BCPL is a programming language designed in the 1960’s by Martin Richards at the University of Cambridge. The C programming language has its roots in B, which in turn was derived from BCPL. Being such a close relative of C, the BCPL language still has a familiar look and feel, half a century later.

INTRODUCTION #

The original (“classic”) BCPL system was implemented with a very simple 16-bit interpreter called INTCODE. Porting BCPL to another machine was a matter of adapting the INTCODE interpreter to run on the new hardware. An easy task, even for different word lengths, because INTCODE and BCPL were word-oriented: an int was whatever the machine supported.

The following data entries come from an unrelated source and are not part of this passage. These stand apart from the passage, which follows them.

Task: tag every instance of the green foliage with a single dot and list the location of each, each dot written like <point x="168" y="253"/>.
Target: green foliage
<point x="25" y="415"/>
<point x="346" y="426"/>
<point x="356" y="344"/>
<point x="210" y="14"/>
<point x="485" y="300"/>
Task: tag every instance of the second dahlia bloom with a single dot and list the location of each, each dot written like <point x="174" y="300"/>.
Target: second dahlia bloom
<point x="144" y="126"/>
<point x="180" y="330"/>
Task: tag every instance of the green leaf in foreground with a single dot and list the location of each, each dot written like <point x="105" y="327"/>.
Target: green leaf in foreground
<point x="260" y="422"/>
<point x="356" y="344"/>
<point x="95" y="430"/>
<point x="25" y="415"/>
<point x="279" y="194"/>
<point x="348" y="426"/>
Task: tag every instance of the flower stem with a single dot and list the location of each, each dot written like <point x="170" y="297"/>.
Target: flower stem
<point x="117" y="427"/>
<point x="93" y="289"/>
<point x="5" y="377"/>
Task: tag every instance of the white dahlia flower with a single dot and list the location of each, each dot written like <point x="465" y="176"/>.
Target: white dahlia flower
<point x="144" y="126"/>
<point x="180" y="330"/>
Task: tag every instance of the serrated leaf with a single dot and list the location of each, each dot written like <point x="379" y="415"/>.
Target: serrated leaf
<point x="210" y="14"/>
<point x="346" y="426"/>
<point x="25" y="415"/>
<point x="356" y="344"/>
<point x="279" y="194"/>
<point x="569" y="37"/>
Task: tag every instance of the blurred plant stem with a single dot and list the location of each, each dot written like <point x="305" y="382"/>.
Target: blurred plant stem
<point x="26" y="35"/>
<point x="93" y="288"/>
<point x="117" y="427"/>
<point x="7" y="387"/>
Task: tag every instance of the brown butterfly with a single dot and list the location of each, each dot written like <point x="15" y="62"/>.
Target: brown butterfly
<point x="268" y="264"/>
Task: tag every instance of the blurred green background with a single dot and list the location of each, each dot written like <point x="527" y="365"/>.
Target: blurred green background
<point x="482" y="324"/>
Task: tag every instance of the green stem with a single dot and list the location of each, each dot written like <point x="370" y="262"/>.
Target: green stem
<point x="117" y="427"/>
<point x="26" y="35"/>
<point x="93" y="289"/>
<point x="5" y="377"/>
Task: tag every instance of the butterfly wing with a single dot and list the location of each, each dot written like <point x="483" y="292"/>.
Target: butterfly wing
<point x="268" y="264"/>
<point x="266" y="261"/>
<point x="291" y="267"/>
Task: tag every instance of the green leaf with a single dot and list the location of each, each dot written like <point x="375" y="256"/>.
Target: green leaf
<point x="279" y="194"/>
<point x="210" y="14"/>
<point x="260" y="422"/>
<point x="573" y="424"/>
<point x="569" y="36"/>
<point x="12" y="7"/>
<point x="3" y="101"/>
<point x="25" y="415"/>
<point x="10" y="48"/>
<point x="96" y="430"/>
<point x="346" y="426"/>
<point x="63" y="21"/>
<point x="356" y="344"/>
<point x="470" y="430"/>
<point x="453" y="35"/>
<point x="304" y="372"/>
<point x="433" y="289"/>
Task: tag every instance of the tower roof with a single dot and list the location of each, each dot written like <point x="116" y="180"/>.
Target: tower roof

I learned and used BCPL on a PDP-11 and on a CDC-6400 (“Cyber”). The language was a breath of fresh air for systems programming, after languages such as FORmula TRANslator. The BCPL compiler is itself written in BCPL, astonishingly small and simple, and portable - a nice illustration of what you gain when making language tools “self-hosted”.

Hardware #

For the hardware to run BCPL on, I am using a WeAct STM32F412 board (link), which has enough internal RAM to hold a 64 kiloword memory area - the maximum possible in a non-banked system with 16-bit word addressing.

There is a µSD card socket on the back and 512 KB of internal flash, enough to implement a variety of storage options.

SOFTWARE #

The software starts out simple: an INTCODE interpreter, implemented in C++ with just character input and output over the serial port. To verify the basic setup, a small BCPL test program has been pre-compiled and included as hello16.h header with binary data in the source code:

GET "LIBHDR"

LET START() BE
    $( LET A, B, C, SUM = 1, 2, 3, 0
       SUM := A + B + C
       WRITES("*NSum of 1 + 2 + 3 is ")
       WRITEN(SUM)
       WRITES("*NHello, World*N")
    $)

Sample output:

hello: STM32F41x @ 100 MHz (v7.0.2-66-ge2b87b88)

Sum of 1 + 2 + 3 is 6
Hello, World

If you read “GET” as “#include” and “START()” as “main()”, you can see the similarity with C …

Running natively #

The same code will also run on a “host” build of the interpreter (a 2020 MacBook Air in this case):

$ cd retro/host && make ic16
pio run -e ic16 -s && .pio/build/ic16/program

Sum of 1 + 2 + 3 is 6
Hello, World
$

Voilá … this is portability at the (interpreted) machine code level.